Durch den parteiinternen Machtkampf der DP hat sich für den Staatspräsidenten eine weitere Front eröffnet. Er kann sich nicht mehr sicher sein, von der eigenen Partei nominiert zu werden. Zusätzlich hierzu hat der einzige Abgeordnete der sozialdemokratischen HUN-Partei, T. Dorjkhand, eine gänzlich neue Möglichkeit ins Spiel gebracht: Battulga und allen ehemaligen Staatspräsidenten solle aufgrund einer Verfassungsänderung aus dem Jahr 2019 ein erneutes Antreten verwehrt bleiben. Die Verfassungsänderung sieht vor, dass der Staatspräsident sein Amt künftig nur noch für eine Amtszeit von sechs Jahren bekleiden kann. Diese Änderungen rückwirkend auf Battulga anzuwenden, erscheint seinen Gegnern als geschickter Schachzug, auch da die mongolischen Gerichte nicht als unabhängig gelten. Auch wenn die MVP zu dieser juristischen Trickserei noch nicht öffentlich Stellung bezogen hat, wirkt Battulga zunehmend wie ein von seinen zahlreichen politischen Gegnern Getriebener.

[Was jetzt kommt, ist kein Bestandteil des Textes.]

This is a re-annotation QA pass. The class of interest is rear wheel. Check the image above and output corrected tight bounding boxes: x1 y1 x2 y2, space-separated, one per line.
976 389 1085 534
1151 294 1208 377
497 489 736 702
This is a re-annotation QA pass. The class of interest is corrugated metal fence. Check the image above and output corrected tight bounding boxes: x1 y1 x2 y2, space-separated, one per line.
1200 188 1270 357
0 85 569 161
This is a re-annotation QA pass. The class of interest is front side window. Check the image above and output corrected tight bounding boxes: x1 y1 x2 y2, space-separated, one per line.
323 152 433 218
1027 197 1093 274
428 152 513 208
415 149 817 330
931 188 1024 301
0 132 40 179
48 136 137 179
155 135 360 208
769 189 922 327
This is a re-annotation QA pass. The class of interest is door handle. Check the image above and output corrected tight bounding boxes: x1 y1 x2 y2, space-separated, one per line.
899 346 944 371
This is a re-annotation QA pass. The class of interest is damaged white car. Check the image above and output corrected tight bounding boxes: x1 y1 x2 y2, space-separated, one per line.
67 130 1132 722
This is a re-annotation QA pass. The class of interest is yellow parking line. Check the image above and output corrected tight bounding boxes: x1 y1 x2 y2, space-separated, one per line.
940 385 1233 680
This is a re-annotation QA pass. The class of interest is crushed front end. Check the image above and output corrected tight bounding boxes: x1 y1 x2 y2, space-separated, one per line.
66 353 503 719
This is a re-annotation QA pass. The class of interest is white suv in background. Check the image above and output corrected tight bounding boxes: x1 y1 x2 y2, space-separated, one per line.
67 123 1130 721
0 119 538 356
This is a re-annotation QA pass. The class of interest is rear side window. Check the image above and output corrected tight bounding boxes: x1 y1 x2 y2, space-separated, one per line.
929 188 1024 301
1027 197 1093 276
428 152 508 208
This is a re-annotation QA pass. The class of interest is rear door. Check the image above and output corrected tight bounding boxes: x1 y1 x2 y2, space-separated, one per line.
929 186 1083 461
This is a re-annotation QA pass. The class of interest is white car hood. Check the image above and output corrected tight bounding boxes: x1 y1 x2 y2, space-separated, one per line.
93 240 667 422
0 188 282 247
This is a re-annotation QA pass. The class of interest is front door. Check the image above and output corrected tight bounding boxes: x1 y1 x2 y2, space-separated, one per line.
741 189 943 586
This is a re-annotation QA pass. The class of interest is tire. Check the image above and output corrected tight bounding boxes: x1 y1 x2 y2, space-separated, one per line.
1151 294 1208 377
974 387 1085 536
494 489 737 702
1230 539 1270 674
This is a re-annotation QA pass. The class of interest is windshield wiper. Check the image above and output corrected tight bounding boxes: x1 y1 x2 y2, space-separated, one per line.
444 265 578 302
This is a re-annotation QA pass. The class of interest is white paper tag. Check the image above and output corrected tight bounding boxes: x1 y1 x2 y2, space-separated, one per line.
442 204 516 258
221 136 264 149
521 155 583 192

Aufgrund der fehlenden Unabhängigkeit der Judikative stellt sich umso mehr die Frage, ob es der Demokratie in der Mongolei langfristig zuträglich wäre, wenn die MVP, die im Parlament bereits über eine verfassungsändernde Zweidrittelmehrheit verfügt, zusätzlich das höchste Staatsamt erringt. Um ein solches Szenario einer Machtfülle ohne namhafte Checks and Balances zu verhindern, müsste zunächst die DP zu neuer Einigkeit finden. Realistischer scheint jedoch, dass entweder ein Gerichtsurteil über die Legitimität der jeweiligen Lager entscheidet – oder sich erst nach den Präsidentschaftswahlen zeigt, ob die verlustreiche Partei erneut und notgedrungen ihre Kräfte bündelt.